So, all things considered, I think that the alternative I posted above - putting the alternative strings into an array and then looking them up when needed - is the one I would prefer to write or to maintain. The value of a in that, of course, would come from a parseInt, using a try block as discussed above to handle and report erroneous input.

Does that answer your question?

there are 100 of ways attempting a question

import java.io.*;
public class ifelse {
public class InputStreamReader reader=new InputStreamReader (System.in);
public class BufferedReader input=new InputStreamReader (reader);
public static void main(String[] args) throws Exception{
int a;
System.out.println("Enter your Level");
a = Integer.parseInt(input.readLine());
if (a == 1)
System.out.println("\nYou are Freshman");
else if (a == 2)
System.out.println("\nYou are Sophomore");
else if (a == 3)
System.out.println("\nYou are Junior");
else if (a == 4)
System.out.println("\nYou are Senior");
else if (a == a)
System.out.println("\nYou are Senior");
else
System.out.println("\nInvalid input\nEnter Valid Year Level");
}
}
just try this code...

there are 100 of ways attempting a question

Yes there are, but there are also better ways.

For example, consider sorting an array. There exists tons of different sorting algorithms, but using mergesort or quicksort is significantly faster than bubble sort.

import java.io.*;
public class ifelse {
...
int a;
System.out.println("Enter your Level");
a = Integer.parseInt(input.readLine());
....
}
just try this code...

... and watch it fail in precisely the same manner described in the very first post in this thread. I don't think that's what's usually meant by "reproducing a bug"...

no it works check my code on page 2

Yeah, I know he posted pretty much what you posted. Remember, you were wrong, too. What was the problem? Something about a NumberFormatException, when the user entered a non-numeric value at the keyboard? That problem is still live in both of your "solutions", despite the fact that the answer was given to you about a week ago.

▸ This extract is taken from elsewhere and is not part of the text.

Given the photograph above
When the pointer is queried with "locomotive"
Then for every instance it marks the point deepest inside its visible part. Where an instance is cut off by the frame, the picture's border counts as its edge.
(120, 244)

i think u havnt run it.i checked it,it working properly and by the way the problem was that if you enters the alpha a then it was given that error NumberFormatException string a

Yes, that's the problem, as I just said. Now, what happens when your user mistakenly enters an alphabetical value? Oops, you've just crashed the program - with a NumberFormatException.

A program that dies when the user enters a non-numeric value cannot be considered a working program, and certainly not a solution to a problem of a program dying when a user enters a non-numeric value. Is that so hard to grasp?

Yes, that's the problem, as I just said. Now, what happens when your user mistakenly enters an alphabetical value? Oops, you've just crashed the program - with a NumberFormatException.

A program that dies when the user enters a non-numeric value cannot be considered a working program, and certainly not a solution to a problem of a program dying when a user enters a non-numeric value. Is that so hard to grasp?